The Met Office has developed a forecast model of risk of COPD admission in 35 Primary Care Trusts, based on seasonality, weather, infectious diseases and health surveillance. The Met Office is looking into re-basing the model on postcode areas, in which case the COPD indices could be used to gauge different postcode districts’ response to environmental factors, and in targeting anticipatory care.
Methods
COPD prevalence was calculated as hospital admissions per population. COPD admissions (ICD10 J40-44) were extracted for 1997-2003 for England, where the postcode district of patient residence was valid (population size = 538,339), and joined to 2001 Census data at a postcode district level for England. Each postcode district was classified as rural or urban based on the Countryside Agency definition.
Four COPD-specific indices were constructed from 16 selected Census variables and the urban-rural classification: a research-based index (RBIC), combining variables reflecting the socio-economic risk factors identified in the literature; a correlations-based index (CBIC), choosing the variables most highly correlated with COPD; a single-variable index (SVIC), using the variable with the highest correlation (permanently sick); and a factor analysis index (FAIC), using principal component analysis to group highly-correlated variables into factors and weighting these in an index. Two standard deprivation indices based only on Census variables were also constructed: the Townsend index (TDI) and the Carstairs and Morris index (CMDI).
The indices were evaluated as predictors of high and low COPD prevalence, using Pearson’s correlation coefficients and Spearman’s rank correlation analysis, and the FAIC as a predictor of admissions.
Results
Districts in southern England tend to have lower COPD admission rates than the north, and rural districts lower than urban. Districts along the southern coast with higher proportions of older people have higher prevalence.

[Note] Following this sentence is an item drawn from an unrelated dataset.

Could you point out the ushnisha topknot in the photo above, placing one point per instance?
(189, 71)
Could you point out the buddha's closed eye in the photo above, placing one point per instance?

The TDI and CMDI performed the worst as predictors of prevalence, with Pearson coefficients of 0.378 and 0.550. The coefficients for the COPD-specific indices were between 0.764 and 0.791. The FAIC performed the best and the RBIC the worst of the four, but all picked up the patterns in prevalence. The FAIC explained 55.5% of variation in admissions.
Conclusions
The standard deprivation indices performed poorly as predictors of COPD prevalence and therefore should not be used in spatial epidemiological analysis of COPD. The FAIC performed well, but was the most complex index to construct and understand. Any one of the COPD-specific indices could be used to characterise COPD prevalence in England.